Modern Predictive Control explains how MPC differs from other control methods in its implementation of a control action. Most importantly, MPC provides the flexibility to act while optimizing—which is essential to the solution of many engineering problems in complex plants, where exact modeling is impossible.
The superiority of MPC is in its numerical solution. Usually, MPC is employed to solve a finite-horizon optimal control problem at each sampling instant and obtain control actions for both the present time and a future period. However, only the current control move is applied to the plant.

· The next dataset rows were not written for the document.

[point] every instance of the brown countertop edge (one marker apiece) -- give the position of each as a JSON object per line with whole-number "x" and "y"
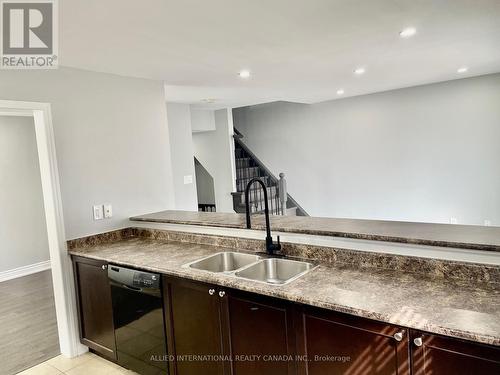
{"x": 444, "y": 235}
{"x": 167, "y": 257}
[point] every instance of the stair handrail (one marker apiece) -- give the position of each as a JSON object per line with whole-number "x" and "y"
{"x": 237, "y": 136}
{"x": 283, "y": 195}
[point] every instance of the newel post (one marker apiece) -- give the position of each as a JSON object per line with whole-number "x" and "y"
{"x": 283, "y": 195}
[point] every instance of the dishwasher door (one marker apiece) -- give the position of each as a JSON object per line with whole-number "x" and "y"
{"x": 139, "y": 320}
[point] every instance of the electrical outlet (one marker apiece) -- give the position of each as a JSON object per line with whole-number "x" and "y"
{"x": 97, "y": 210}
{"x": 108, "y": 210}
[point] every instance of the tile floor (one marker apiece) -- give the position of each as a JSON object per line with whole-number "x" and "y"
{"x": 28, "y": 326}
{"x": 86, "y": 364}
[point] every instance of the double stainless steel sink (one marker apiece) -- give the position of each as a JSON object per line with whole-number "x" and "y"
{"x": 274, "y": 271}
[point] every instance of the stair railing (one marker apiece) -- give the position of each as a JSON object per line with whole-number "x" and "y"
{"x": 283, "y": 195}
{"x": 277, "y": 207}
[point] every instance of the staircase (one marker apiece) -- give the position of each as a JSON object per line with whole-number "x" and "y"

This complete, step-by-step exploration of various approaches to MPC:
- Introduces basic concepts of systems, modeling, and predictive control, detailing development from classical MPC to synthesis approaches
- Explores use of Model Algorithmic Control (MAC), Dynamic Matrix Control (DMC), Generalized Predictive Control (GPC), and Two-Step Model Predictive Control
- Identifies important general approaches to synthesis
- Discusses open-loop and closed-loop optimization in synthesis approaches
- Covers output feedback synthesis approaches with and without a finite switching horizon
This book gives researchers a variety of models for use with one- and two-step control. The author clearly explains the variations between predictive control methods—and the root of these differences—to illustrate that there is no one ideal MPC and that one should remain open to selecting the best possible model in each unique circumstance.